In the end you will performance test your apps. If the previous steps have been in place and enforced the tests will just acknowledge that you have the performance you planned for all along.
So now you're "faced with" the luxury issue of having a product that performs the way it should with planned-for and achieved response times. You may opt for "shooting for the moon" i e lowering the response times to further enhance the end-user's experience. A typical and achievable goal is lowering them by a third from say 1.5 to 1 second. To do this you use the built-in timing to identify the sequences that matter, write bug reports and then correct them.

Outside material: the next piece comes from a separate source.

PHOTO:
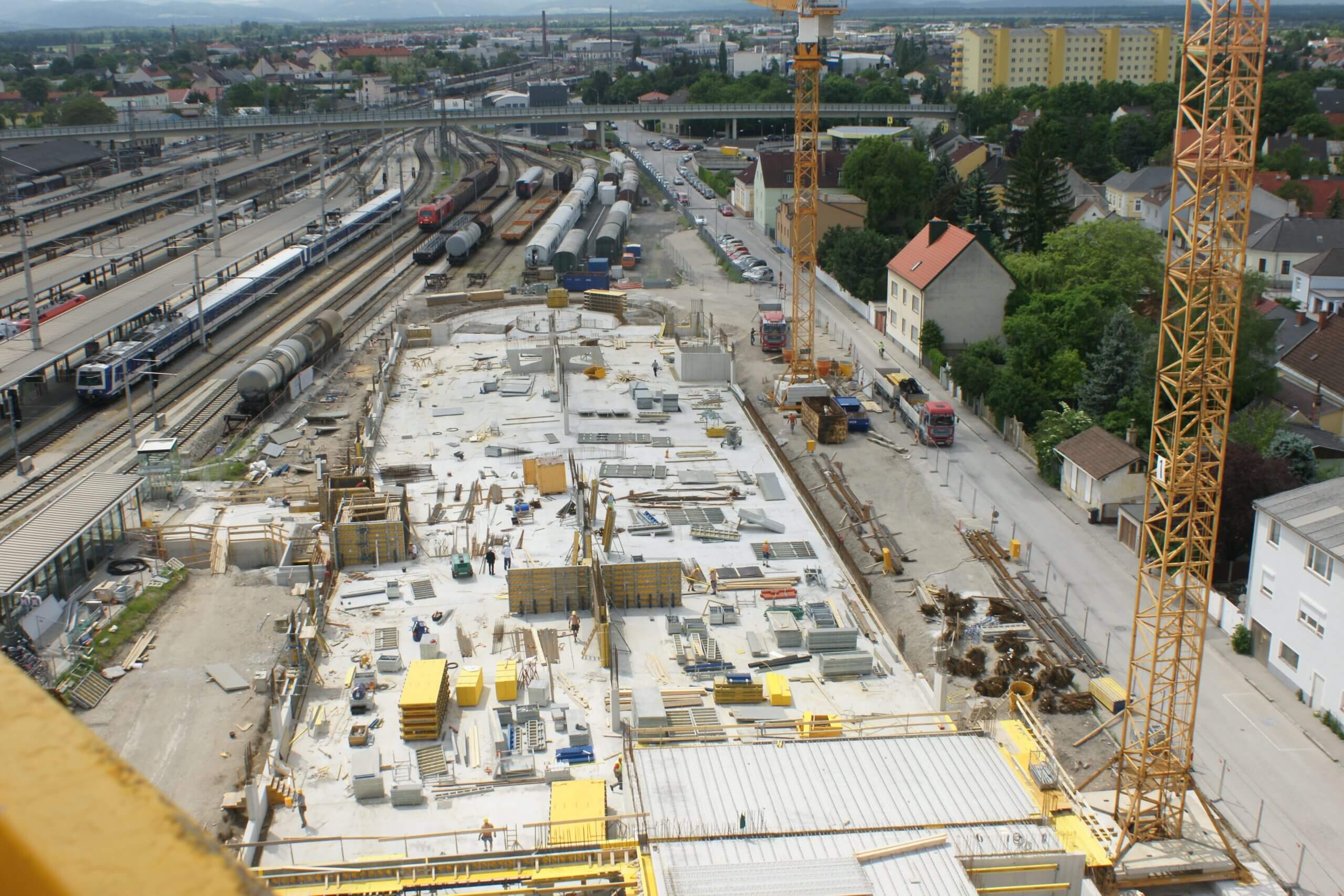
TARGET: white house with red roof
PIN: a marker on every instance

Why the "don't-optimizers" you mention in your question are so vocal (why not "rabid?") we can only speculate about. I'll offer a few suggestions: they may have tried it themselves but were unsuccessful (lack of strategy, lack of skills, thought it was boring). They may be under the impression that any source code (good as well as bad) can be translated by the compiler into good and fast code or executed quickly by the interpreter. This is not true. Just as it is possible to write an app which kills even the most capable hardware it is also possible to write one which makes the most efficient use of it. The don't-optimizers will typically pepper their responses with words like always, never, waste of time, stupid, brain-dead etc. That they feel they have something worthwhile to say without really knowing the different issues involved is, well, embarassing. But I guess that if you don't know what you're talking about then you can always act as if you do.